A few months ago I attended a CADRE luncheon (www.cadredc.com) where Bob London of London, Ink (an amazing and insightful marketing strategist) was speaking about the elevator pitch – or in most cases it’s something used to bore your prospect to death in 30 seconds or less instead Bob talked about the “customer rant”. What is it that’s just pissing off your prospects? The more you know about what pisses off your prospects the better you can communicate their challenges and the how you can help. (Take a peek at Bob’s site for more info www.londonink.com and here’s the link for the slide share:
http://www.slideshare.net/londonink/do-you-know-your-b2b-customers-elevator-rant-14333736
The exercise that followed was pretty easy – our prospect rants about pretty much everything to do with sales because let’s face it sales can be a real challenge especially in today’s market. The next couple posts are about the most popular rants we hear as it pertains to sales and business development and some real honest feedback to help deal with each one.

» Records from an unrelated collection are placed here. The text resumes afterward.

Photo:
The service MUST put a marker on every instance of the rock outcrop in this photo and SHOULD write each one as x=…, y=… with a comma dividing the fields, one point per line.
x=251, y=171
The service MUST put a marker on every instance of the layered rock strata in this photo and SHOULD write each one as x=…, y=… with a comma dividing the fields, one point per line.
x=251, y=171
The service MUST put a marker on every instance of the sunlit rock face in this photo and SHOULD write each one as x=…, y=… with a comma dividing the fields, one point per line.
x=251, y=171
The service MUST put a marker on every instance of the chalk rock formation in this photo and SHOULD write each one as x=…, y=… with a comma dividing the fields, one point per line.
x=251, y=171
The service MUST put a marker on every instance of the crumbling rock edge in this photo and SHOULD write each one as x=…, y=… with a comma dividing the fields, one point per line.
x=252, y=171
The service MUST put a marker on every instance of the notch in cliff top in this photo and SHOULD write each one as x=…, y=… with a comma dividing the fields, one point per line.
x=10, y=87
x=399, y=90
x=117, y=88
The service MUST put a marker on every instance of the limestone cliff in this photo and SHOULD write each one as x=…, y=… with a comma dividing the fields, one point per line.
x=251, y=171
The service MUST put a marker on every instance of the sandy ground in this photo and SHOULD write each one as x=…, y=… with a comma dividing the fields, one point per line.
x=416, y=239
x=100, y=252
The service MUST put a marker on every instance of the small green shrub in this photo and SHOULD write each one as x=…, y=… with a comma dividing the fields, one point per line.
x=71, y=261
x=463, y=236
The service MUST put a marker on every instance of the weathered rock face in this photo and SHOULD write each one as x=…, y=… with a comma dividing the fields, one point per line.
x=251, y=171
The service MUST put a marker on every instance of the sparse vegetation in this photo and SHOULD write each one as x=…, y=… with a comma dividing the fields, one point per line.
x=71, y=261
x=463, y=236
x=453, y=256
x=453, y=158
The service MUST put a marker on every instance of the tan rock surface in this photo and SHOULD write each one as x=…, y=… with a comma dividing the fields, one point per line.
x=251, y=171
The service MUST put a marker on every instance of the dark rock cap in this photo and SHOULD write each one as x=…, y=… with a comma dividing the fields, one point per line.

Rant #1 – The person I want and the person I can afford are 2 different people
I have $60k but the person I want commands $100-$150k in salary alone. Clearly this is a problem. Our clients want operators, true business development specialists, and yet they don’t have the resources to hire that person. After salary, taxes, benefits and expense reimbursement they’re looking at a minimum $200k investment and they have $60k, it just doesn’t compute. Since most of our clients and prospects are in the $2-30,000,000 revenue range, the CEO is still responsible for the vast majority of operations, client fulfillment, decisions made, hiring, etc. they simply don’t have time to train a more junior level business developer nor do they have the 1+ year waiting period to allow them to come up to speed. Ultimately the prospect feels they are in a no win situation – hiring the junior level BD person in their mind is a recipe for disaster as they can’t dedicate the time and resources necessary to bring them up to speed quickly and they simply can’t afford the person they want.
Options: If the CEO is the primary sales person, what functions can be transferred to others in the office to free up the time of the CEO to run business development? This works great for the CEO who really loves sales (however not every CEO who loves sales is the best option so look around the office as well). For those that don’t or for those whose presence is truly needed in the office it may be best to identify outsourcing options. You’re looking for the expert in your target market/s at the price you can afford.